Privilege Blog

Gratitude Reconsidered, Or, Saturday Morning at 8:43am

I’ve always struggled with Internet Gratitude. Feels too much like mayonnaise on a lens; smearing over life’s hardships so as not to mind the things that everyone does, in fact, mind. And in my darkest moments, Internet Gratitude for women looks like a tool of oppression. “No, we won’t listen to you, we won’t acknowledge your labor, now go in the corner and feel grateful for this wilted daisy in a jar. Drat, we forgot the Smuckers label.” Not my nature, that.

When I was young, admonishments to be grateful felt like shaming. I knew I was fortunate, who would not, but still I struggled as young people do and in trying to remember gratitude I’d skip right to mortification. Only a jerk would feel bad amid such abundance.

But after these last several years of painful events, no need to reiterate what they were, I feel differently. Gratitude is neither rose-pink nor umber, shameful. Gratitude, I now find to be more of a real happiness limned with sorrow which you may not be experiencing at the moment but know pretty well. Better than you might want to. When I am grateful now I am precisely because I know nothing’s guaranteed.

Somewhere between honey and vinegar. Maybe a very ripe orange, leaves attached.

Have a wonderful weekend. Nothing is guaranteed and good moments are good.

 

17 Responses

  1. I have been in the garden all morning. I ache all over. I sit down and find your oh so apt words. Thank you. I think I have been inspired to sit in the shady corner of my patio and let my thoughts meander where they will.

    1. You are so welcome. Gardens are good at gratitude, I think. They appreciate care but they get really mad when they don’t get it;)

  2. My gratitude has taken on a much angrier edge — I’m so lucky, but why does it take luck to have needs and wants met, why don’t we make sure we all do?

    Your tool of oppression observation is brilliant. Just one more way to control us.

  3. At this stage of life, for me, sometimes gratitude is desperation. Something, anything, to grab onto amidst the rest (my 70s have brought great challenge thus far). A life preserver. I take hold. I try to hope, with all my might.

    1. I am so sorry the 70s have been tough. I want you to be able to voice the desperation and the gratitude and also get solace for your challenges. All of our humanity and our feelings are important.

  4. Exactly how I feel about 2024 gratitude.

    One of my friends suggested a grievances and gratitude journal.

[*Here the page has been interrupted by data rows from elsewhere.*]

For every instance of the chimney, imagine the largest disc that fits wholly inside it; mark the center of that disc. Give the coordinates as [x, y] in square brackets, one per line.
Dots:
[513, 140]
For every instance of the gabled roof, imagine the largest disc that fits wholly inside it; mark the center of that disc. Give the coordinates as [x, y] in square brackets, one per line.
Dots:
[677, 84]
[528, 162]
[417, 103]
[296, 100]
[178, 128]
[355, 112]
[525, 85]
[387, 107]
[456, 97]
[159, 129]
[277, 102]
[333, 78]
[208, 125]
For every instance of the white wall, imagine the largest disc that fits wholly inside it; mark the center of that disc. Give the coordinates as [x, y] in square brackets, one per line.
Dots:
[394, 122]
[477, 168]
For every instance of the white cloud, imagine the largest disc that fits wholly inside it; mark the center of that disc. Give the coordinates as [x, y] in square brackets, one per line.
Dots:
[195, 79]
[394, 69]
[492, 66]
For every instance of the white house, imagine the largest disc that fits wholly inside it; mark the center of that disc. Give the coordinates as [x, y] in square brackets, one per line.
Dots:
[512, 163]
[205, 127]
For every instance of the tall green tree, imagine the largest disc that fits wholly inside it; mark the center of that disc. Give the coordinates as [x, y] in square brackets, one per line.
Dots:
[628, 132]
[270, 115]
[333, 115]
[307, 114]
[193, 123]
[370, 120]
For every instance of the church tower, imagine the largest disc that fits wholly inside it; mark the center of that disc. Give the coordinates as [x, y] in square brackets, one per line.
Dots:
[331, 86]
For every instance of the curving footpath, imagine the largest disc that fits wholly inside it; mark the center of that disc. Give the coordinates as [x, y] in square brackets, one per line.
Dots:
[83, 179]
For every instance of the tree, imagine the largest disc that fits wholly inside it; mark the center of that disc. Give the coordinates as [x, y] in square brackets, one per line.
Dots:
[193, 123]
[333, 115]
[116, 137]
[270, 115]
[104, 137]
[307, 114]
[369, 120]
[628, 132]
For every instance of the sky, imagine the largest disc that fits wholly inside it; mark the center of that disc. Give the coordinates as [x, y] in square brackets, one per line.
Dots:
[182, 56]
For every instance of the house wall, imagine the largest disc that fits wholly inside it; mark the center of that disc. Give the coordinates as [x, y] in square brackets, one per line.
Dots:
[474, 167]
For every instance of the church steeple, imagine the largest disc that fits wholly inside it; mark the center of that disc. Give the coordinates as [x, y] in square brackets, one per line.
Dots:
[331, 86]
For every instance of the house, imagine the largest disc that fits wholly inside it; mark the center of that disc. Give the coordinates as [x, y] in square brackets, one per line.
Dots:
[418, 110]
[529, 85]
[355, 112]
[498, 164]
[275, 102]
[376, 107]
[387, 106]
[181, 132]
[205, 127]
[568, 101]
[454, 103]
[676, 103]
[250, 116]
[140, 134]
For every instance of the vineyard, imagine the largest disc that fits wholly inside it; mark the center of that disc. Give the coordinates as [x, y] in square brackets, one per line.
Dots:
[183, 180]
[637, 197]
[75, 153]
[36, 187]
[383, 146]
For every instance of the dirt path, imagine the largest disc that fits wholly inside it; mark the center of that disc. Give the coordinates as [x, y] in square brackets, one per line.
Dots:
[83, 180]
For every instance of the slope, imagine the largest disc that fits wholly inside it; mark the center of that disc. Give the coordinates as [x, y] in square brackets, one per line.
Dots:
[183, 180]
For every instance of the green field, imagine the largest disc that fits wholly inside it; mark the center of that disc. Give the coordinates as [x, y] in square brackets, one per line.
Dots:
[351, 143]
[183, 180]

  5. Your musings so often are so on point. I enjoy reading your take on life and love the thoughts that arise after reading your writing. So in this, I feel gratitude that I was led to your site many years ago.

    1. Laura, that’s really nice of you to say. It’s a real balm, to have the crew here reading my thoughts that often feel off the wall to me. Even better if someone finds them to be on point.

  6. “Internet Gratitude”!

    My father put it well some years and years ago, “I’m just glad I woke up today.”

  7. Ha! Just the other day I scrolled into a video clip in which Drew Barrymore was asking Hugh Grant if he kept a gratitude journal, and he answered briskly, “Don’t be silly!’. . . . but conceded that he did keep “a list of things I hate.”
    But seriously . . .
    Like you, I sometimes find a toxic positivity, a coercion, in the suggestion or expectation that we be “grateful.” As well, I worry sometimes that expressing my gratitude in certain spaces (social media included) I may simply seem to be flaunting privilege. But that said, I think that cultivating gratitude, keeping all the senses open for the world’s beauty and our own good fortune, however fleeting, is perhaps one of the only ways to keep despair at bay. . .
    I’m grateful for your words each Saturday and for your friendship, and I wish that you experience genuine gratitude this very weekend, perhaps in your garden. xoxo

    1. Cultivating genuine gratitude has to be one of the best ways to keep on an even keel, and to remember how truly wonderful sheer being alive can be. I agree, our senses are the best path. And thank you, Frances, I am truly grateful to have met you too.

  8. Hello Lisa, Ogden Nash, in one of his humorous poems, makes the distinction between the happiness that derives from a good event (like getting money) and that which merely acknowledges the absence of worse luck. Speaking of which, although I do not eat preserves anymore, there are worse brands than Smuckers!